Alerta alimentaria en Bogotá: cultivos regados con agua contaminada del río representan riesgo para la salud
Un estudio reciente ha evidenciado fallas críticas en la cadena de producción de alimentos en Bogotá y sus alrededores, específicamente en cultivos que son irrigados con agua del río Bogotá. Los hallazgos muestran cómo esta práctica representa una amenaza directa para la seguridad alimentaria de los habitantes de la capital, especialmente cuando no se realiza una desinfección adecuada durante la preparación o consumo de estos productos agrícolas.
Riesgos asociados a la contaminación del agua
La investigación determinó que el agua del río Bogotá, utilizada para el riego en ciertas zonas de producción agrícola, contiene contaminantes que pueden transferirse a los cultivos. Esto incluye vegetales, hortalizas y otros alimentos que llegan directamente a los hogares bogotanos. La situación se agrava cuando estos productos no reciben un lavado y desinfección apropiados antes de su consumo, aumentando el riesgo de enfermedades transmitidas por alimentos.
Recomendaciones para el lavado seguro de alimentos
Ante estos hallazgos, los expertos insisten en la importancia de implementar prácticas de higiene alimentaria estrictas. Para minimizar los riesgos, se recomienda:
- Lavar minuciosamente todos los vegetales y frutas bajo agua corriente.
- Utilizar desinfectantes alimentarios aprobados para eliminar posibles contaminantes.
- Frotar las superficies de los productos, especialmente aquellos que se consumen crudos.
- Secar adecuadamente los alimentos después del lavado para evitar la proliferación de microorganismos.
Estas medidas son particularmente cruciales para productos provenientes de zonas identificadas como de mayor riesgo por el estudio.
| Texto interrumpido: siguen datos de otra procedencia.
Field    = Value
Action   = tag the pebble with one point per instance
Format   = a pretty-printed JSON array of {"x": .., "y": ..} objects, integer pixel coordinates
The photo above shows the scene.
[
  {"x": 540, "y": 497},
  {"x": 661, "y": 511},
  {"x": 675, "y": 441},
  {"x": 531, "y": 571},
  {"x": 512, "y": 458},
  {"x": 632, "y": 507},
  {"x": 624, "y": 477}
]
Impacto en la seguridad alimentaria regional
La situación pone en evidencia vulnerabilidades en el sistema de producción y distribución de alimentos en la región bogotana. La dependencia de fuentes de agua contaminada para el riego agrícola no solo afecta la calidad de los productos, sino que compromete la seguridad alimentaria de miles de familias que consumen estos alimentos regularmente. Los investigadores alertan sobre la necesidad de implementar controles más estrictos en toda la cadena de suministro, desde la producción hasta el punto de venta.
El estudio concluye que, sin intervenciones adecuadas, estos riesgos podrían escalar, afectando no solo la salud pública sino también la confianza en los productos agrícolas locales. Se hace un llamado a autoridades sanitarias y productores para trabajar en soluciones integrales que garanticen alimentos seguros para toda la población.